Quantum three-rotor problem in the identity representation

Abstract: The quantum three-rotor problem concerns the dynamics of 3 equally massive particles moving on a circle subject to pairwise attractive cosine potentials and can model coupled Josephson junctions. Classically, it displays order-chaos-order behavior with increasing energy. The quantum system admits a dimensionless coupling with semiclassical behavior at strong coupling. We study stationary states with periodic `relative' wave functions. Perturbative and harmonic approximations capture the spectrum at weak coupling and that of low-lying states at strong coupling. More generally, the cumulative distribution of energy levels obtained by numerical diagonalization is well-described by a Weyl-like semiclassical estimate.
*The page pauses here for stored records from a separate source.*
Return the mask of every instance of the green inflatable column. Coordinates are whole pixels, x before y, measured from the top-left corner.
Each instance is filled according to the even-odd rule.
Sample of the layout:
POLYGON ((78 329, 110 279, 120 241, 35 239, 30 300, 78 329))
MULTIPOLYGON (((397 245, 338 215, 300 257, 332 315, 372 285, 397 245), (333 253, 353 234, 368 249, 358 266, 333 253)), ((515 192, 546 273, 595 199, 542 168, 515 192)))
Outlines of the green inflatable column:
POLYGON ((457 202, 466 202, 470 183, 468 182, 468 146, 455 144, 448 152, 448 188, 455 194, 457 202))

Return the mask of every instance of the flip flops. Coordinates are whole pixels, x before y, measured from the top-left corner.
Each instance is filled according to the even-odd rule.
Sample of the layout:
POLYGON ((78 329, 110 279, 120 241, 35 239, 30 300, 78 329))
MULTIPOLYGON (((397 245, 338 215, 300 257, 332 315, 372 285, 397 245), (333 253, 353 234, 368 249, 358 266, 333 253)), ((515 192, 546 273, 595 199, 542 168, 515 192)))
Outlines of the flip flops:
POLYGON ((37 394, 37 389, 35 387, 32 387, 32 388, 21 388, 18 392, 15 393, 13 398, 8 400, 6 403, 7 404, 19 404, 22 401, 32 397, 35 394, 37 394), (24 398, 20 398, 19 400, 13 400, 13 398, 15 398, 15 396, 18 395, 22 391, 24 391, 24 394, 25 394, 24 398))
However, the system has an $S_3 \times Z_2$ symmetry that is obscured when working with relative angles. By exploiting a basis for invariant states, we obtain the spectrum restricted to the identity representation. To uncover universal quantum hallmarks of chaos, we partition the spectrum into energy windows where the classical motion is regular, mixed or chaotic and unfold each separately. At strong coupling, we find striking signatures of transitions between regularity and chaos: spacing distributions morph from Poisson to Wigner-Dyson while the number variance shifts from linear to logarithmic behavior at small lengths. Some nonuniversal features are also examined. For instance, for strong coupling, the number variance saturates and oscillates at large lengths while the spectral form factor displays a nonuniversal peak at short times. Moreover, deviations from Poisson spacings at asymptotically low and high energies are well-explained by quantum harmonic and free-rotor spectra projected to the identity representation at strong and weak coupling. Interestingly, the degeneracy of free-rotor levels admits an elegant formula that we deduce using properties of Eisenstein primes.